Last year, Capital One, one of the United States’ largest commercial banks and credit card issuers, launched Eno, a digital assistant that allows customers to manage their accounts conversationally through SMS.
Now, Capital One has brought Eno to the browser through a new Chrome and Firefox extension that could prove very useful to Capital One cardholders.
The new browser extension aims to help customers avoid one of the biggest problems cardholders face: fraud.
It works by detecting when a user is on a checkout page and automatically creating a one-off virtual credit card number to complete that specific purchase. By using a unique virtual credit card number for each individual purchase, users can be more easily protected from data theft and in the case of a recurring payment, they can more easily prevent a merchant from billing them in the future without their authorization.
Innovation doesn’t have to be complicated
As TechCrunch’s Sarah Perez noted, virtual credit card numbers are not new. Major card issuers, including Citi and Bank of America, offer them and Capital One introduced them late last year.

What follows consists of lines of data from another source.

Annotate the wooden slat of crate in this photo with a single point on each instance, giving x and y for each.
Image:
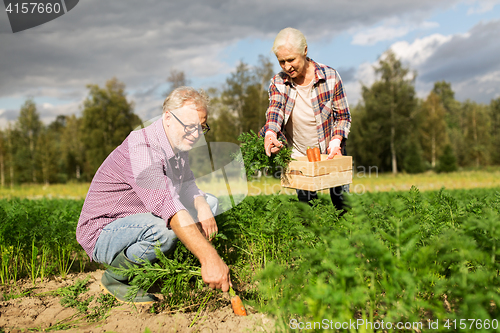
(317, 183)
(316, 176)
(323, 167)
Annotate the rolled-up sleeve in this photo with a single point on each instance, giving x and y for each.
(275, 111)
(340, 109)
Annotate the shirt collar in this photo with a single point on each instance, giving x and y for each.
(162, 137)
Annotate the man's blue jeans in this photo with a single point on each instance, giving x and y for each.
(139, 234)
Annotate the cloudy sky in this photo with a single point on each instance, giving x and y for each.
(140, 42)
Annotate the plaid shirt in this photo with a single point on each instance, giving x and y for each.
(328, 99)
(142, 175)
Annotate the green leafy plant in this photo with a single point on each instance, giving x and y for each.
(254, 157)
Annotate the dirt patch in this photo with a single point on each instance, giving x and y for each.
(45, 311)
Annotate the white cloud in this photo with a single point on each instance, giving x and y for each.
(481, 6)
(420, 49)
(389, 30)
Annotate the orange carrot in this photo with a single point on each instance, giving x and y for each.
(317, 154)
(310, 154)
(237, 304)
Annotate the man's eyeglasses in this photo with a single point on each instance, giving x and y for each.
(190, 129)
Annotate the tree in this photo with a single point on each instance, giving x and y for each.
(245, 95)
(433, 128)
(476, 134)
(29, 127)
(73, 148)
(107, 119)
(389, 107)
(495, 130)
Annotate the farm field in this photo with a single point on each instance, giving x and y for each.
(363, 181)
(423, 259)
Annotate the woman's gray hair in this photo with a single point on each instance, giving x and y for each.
(292, 37)
(182, 95)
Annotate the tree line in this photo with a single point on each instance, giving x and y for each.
(392, 129)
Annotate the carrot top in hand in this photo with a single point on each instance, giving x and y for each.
(237, 304)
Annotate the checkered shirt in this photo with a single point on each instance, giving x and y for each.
(142, 175)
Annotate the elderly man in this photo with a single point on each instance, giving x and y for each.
(143, 193)
(308, 107)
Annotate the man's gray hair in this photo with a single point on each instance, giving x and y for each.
(293, 37)
(182, 95)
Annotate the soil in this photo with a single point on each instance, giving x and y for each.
(42, 313)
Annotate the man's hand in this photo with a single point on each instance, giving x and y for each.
(215, 273)
(334, 148)
(271, 143)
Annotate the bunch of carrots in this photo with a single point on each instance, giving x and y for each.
(237, 304)
(313, 154)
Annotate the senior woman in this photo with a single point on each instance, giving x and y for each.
(307, 107)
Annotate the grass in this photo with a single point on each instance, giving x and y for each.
(363, 181)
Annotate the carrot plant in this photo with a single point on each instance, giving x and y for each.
(397, 257)
(254, 157)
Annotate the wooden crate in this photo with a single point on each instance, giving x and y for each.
(316, 176)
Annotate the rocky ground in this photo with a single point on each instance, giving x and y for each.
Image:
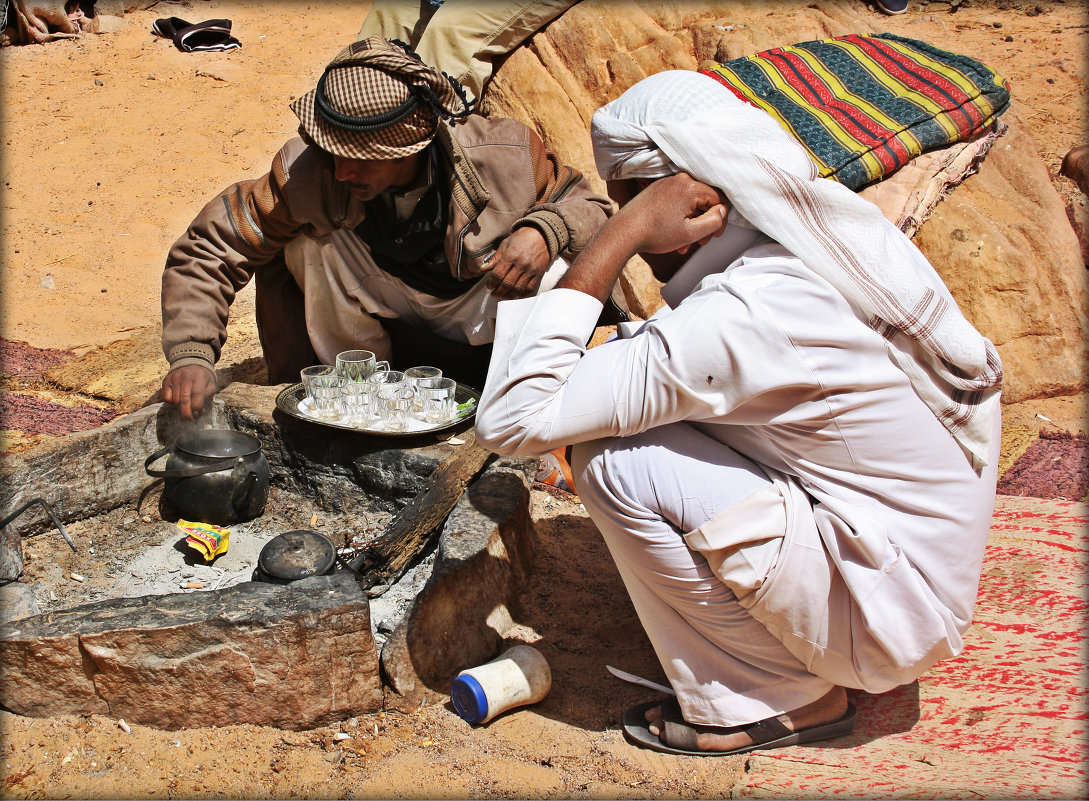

Not too long ago, virtual card numbers were a selling point for a number of fintech startups. For example, a venture-backed startup called Final, which billed itself as “a credit card built for the 21st century”, made virtual card numbers a central feature of its service.
Obviously, the barrier to offering virtual card numbers is extremely low, which is why Capital One’s Eno browser extension is so important. Specifically, it is unique in that it automatically detects checkout pages and creates the virtual numbers without users having to do so manually. The need to manually create numbers is a significant source of friction that results in virtual credit card numbers not being used as frequently as they could be.
Innovation and competitive advantage
Will Capital One’s Eno browser extension give the company a competitive advantage? That remains to be seen. Certainly, fintechs as well as other major card issuers are capable of building similar browser extensions.
But this is a good example of how established financial institutions can innovate without having to build complex new technologies. Even if the functionality in the Eno browser extension eventually becomes ubiquitous, there’s potentially significant value for Capital One if it can market it effectively to cardholders and drive adoption.
After all, even if Eno doesn’t drive new cardholder acquisition, it can improve cardholder experience by helping cardholders mitigate against fraud headaches and help Capital One reduce the costs associated with fraud. That’s a fintech win-win.